Telephone polls carry more weight than on-line polls. That is certainly the message from the markets. The pound has fallen as an ICM poll for the Guardian has given “Leave” 52% of the vote. A week ago, the dollar stood at over $1.46 to the pound. Now it has fallen to barely $1.44 and the main factor is a realisation that Brexit is looking more likely. Importantly, however, this is still higher the than the exchange rate at the time the referendum was announced, suggesting the markets do not view Brexit as the calamity George Osborne has predicted.

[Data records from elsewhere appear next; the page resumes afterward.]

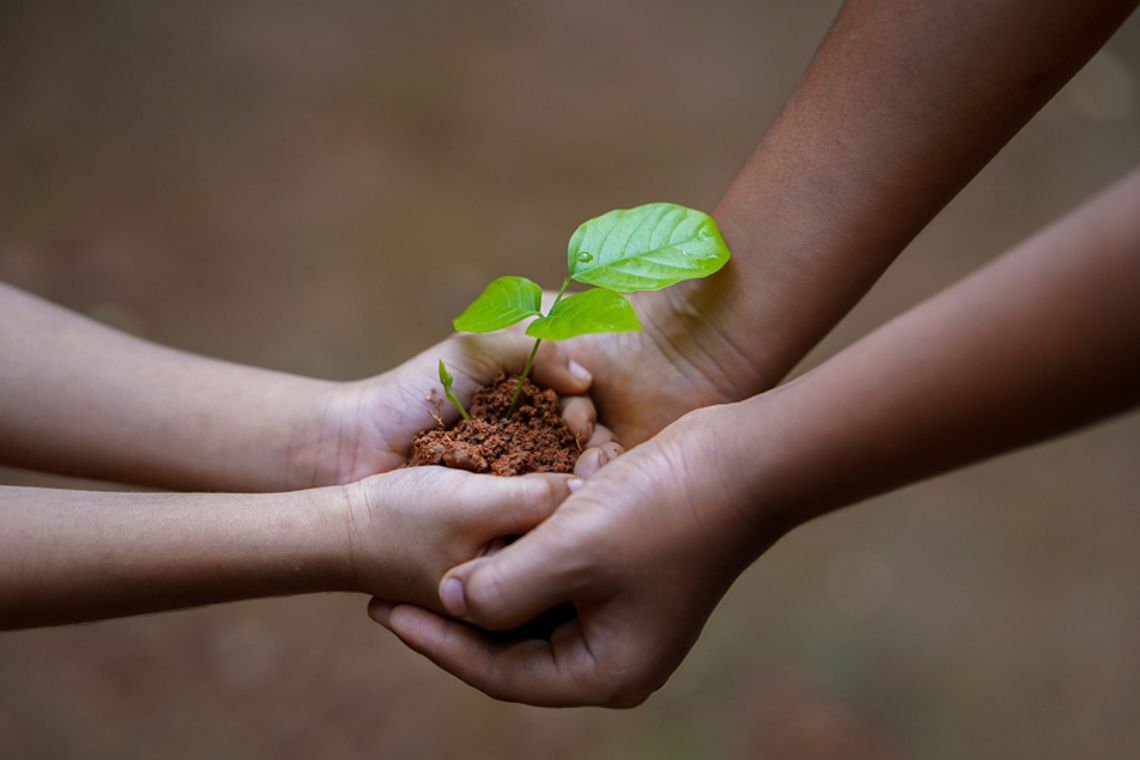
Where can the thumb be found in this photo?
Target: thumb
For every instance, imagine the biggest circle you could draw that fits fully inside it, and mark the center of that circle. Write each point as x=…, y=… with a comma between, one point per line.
x=512, y=587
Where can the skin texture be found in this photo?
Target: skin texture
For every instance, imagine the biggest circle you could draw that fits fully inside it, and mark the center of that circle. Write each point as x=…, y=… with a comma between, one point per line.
x=78, y=398
x=1044, y=340
x=74, y=556
x=902, y=106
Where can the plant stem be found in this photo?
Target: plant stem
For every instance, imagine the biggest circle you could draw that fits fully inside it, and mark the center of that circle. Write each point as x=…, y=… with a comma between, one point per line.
x=534, y=352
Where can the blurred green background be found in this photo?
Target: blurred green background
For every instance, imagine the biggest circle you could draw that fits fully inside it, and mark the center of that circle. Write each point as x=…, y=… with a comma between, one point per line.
x=317, y=187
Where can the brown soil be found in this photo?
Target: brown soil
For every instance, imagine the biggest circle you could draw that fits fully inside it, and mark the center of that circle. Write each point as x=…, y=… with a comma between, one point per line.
x=534, y=440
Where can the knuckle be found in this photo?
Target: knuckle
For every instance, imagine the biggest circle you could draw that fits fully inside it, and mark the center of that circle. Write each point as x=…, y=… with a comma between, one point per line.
x=485, y=591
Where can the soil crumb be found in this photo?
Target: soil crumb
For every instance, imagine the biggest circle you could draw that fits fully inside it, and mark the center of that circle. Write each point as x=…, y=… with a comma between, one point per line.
x=534, y=440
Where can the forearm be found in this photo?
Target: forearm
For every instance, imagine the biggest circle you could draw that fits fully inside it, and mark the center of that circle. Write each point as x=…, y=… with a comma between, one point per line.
x=1042, y=341
x=78, y=398
x=901, y=107
x=74, y=556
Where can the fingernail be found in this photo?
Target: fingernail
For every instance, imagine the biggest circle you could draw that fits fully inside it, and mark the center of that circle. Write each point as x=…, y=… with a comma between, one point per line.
x=450, y=594
x=580, y=373
x=380, y=611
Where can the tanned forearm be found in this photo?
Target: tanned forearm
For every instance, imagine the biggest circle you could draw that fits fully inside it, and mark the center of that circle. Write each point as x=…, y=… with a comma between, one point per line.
x=903, y=104
x=1044, y=340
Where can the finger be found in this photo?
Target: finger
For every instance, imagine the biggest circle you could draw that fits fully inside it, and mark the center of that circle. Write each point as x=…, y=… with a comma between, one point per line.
x=555, y=369
x=602, y=434
x=511, y=506
x=494, y=547
x=594, y=459
x=534, y=574
x=535, y=671
x=580, y=415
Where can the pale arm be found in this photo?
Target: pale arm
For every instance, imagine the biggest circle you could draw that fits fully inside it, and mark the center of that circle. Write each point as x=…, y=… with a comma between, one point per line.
x=71, y=556
x=82, y=399
x=1042, y=341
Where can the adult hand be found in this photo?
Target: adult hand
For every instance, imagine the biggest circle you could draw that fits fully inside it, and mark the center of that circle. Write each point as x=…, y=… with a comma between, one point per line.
x=677, y=362
x=643, y=550
x=367, y=426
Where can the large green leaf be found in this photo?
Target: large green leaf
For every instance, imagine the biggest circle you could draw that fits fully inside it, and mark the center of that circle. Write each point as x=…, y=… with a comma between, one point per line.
x=645, y=248
x=596, y=310
x=502, y=303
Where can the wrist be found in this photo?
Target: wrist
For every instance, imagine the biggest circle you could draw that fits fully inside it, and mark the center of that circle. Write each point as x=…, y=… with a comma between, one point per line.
x=327, y=523
x=322, y=435
x=755, y=492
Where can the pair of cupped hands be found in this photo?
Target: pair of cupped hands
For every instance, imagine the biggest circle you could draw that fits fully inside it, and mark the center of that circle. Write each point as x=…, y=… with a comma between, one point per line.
x=642, y=545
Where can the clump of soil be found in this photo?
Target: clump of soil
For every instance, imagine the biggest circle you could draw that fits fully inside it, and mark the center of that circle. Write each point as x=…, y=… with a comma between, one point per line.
x=534, y=440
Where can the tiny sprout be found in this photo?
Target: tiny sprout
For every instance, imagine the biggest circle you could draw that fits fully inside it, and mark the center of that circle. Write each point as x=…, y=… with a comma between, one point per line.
x=446, y=378
x=644, y=248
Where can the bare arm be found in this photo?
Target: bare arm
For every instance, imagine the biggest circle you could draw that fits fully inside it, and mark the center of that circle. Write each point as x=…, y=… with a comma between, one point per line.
x=1040, y=342
x=73, y=556
x=79, y=398
x=82, y=399
x=902, y=105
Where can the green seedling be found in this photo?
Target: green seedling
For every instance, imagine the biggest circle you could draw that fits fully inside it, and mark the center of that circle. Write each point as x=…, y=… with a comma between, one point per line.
x=446, y=378
x=644, y=248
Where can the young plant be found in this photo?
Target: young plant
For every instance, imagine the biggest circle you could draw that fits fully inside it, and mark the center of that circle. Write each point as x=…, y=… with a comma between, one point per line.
x=644, y=248
x=446, y=378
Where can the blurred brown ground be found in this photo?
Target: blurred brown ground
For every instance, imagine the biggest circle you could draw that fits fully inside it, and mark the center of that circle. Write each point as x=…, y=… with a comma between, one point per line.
x=315, y=187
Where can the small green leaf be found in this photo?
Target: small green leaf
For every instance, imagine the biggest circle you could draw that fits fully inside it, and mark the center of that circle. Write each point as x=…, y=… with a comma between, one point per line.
x=596, y=310
x=645, y=248
x=446, y=378
x=502, y=303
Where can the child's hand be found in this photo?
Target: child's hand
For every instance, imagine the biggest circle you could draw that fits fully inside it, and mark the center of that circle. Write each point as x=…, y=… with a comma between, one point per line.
x=407, y=528
x=366, y=427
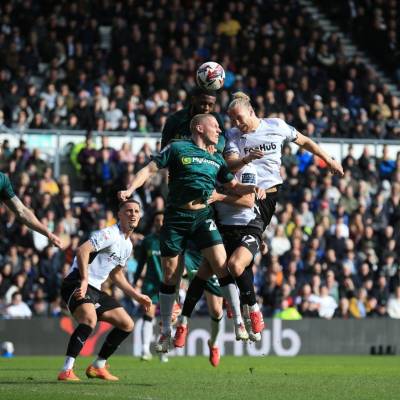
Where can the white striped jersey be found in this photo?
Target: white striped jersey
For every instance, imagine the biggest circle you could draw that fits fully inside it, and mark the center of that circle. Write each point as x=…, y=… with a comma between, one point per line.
x=268, y=137
x=229, y=214
x=111, y=249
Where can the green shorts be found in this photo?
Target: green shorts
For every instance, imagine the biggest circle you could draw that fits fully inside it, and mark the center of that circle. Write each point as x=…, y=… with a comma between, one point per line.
x=151, y=290
x=183, y=225
x=193, y=260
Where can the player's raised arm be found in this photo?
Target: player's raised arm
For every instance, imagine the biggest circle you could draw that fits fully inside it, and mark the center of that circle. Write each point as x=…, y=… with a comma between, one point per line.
x=317, y=150
x=118, y=277
x=140, y=178
x=27, y=217
x=82, y=257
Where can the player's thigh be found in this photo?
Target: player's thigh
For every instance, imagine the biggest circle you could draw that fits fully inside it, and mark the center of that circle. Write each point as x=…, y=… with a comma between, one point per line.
x=214, y=304
x=152, y=311
x=239, y=260
x=119, y=318
x=216, y=257
x=85, y=313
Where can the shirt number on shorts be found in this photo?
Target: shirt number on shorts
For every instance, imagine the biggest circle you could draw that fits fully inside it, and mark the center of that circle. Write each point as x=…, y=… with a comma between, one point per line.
x=212, y=226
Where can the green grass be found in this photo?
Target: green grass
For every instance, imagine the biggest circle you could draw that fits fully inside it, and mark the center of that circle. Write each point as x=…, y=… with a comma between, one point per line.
x=192, y=378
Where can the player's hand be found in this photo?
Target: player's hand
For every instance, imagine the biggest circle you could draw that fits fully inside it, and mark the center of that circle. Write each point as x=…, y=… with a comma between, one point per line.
x=260, y=193
x=145, y=302
x=335, y=167
x=211, y=149
x=81, y=292
x=254, y=154
x=215, y=196
x=54, y=240
x=123, y=195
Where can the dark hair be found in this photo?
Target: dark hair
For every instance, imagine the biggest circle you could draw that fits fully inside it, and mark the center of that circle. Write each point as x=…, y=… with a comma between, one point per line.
x=122, y=203
x=198, y=91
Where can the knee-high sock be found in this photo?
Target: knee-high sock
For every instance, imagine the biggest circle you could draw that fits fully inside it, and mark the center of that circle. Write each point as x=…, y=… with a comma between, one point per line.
x=167, y=299
x=112, y=342
x=246, y=288
x=215, y=329
x=193, y=295
x=147, y=334
x=231, y=295
x=78, y=339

Also casting doubt on the gloomy economic “consensus” is Ashoka Mody, a former deputy director of the International Monetary Fund’s European and Research Departments. This is significant given that the current head of the IMF, Christine Lagarde, has been very much part of the doom and gloom brigade.
Mr Mody, writing in the Independent, questions whether the UK’s trade with the EU will fall. The essence of what he says is that, whatever scenario international traders are confronted with, they will eventually adjust and all productive trading relationships will remain intact. He does not look at the various alternative Brexit scenarios but pours scorn on the idea that permanent damage will be done to the economy. “The vast bulk of those large estimates come from the further assumption that reduced trade will shrink British productivity growth. This is disingenuous. There is simply no evidence that less trade lowers productivity growth,” he says.
He does not predict an economic bonanza, but does this matter? The prophecies of doom and gloom have lowered the bar. We only need to show that the sky won’t fall in and we can move the debate on to other areas. Following on from Allister Heath’s piece, the “remain” camp’s claim that they have irrevocably won the economic argument does not stand up.
They do, however, have other weapons up their sleeve. The ilustration above comes from a step-by-step ‘How To Vote By Post’ guide was sent by Bristol City Council to residents registered for postal voting last week, along with the actual ballots. Note how the pencil is positioned above “remain”!
Also very worrying is this article about the strange order in which items appear in Google if you search under “EU referendum”. You would naturally expect Richard North’s blog of that name to come top, given the scale of its readership. Well, it barely makes the top 10, even though it comes top in other searches like Yahoo! and Bing. Very odd.
Like Bristol City Council, Google has denied any wrongdoing, but it is very clear that our opponents are not playing fair. We always knew this wold be the case, but thankfully, it doesn’t mean that we can’t win, especially given the recent polling, but it does show just what we are up against.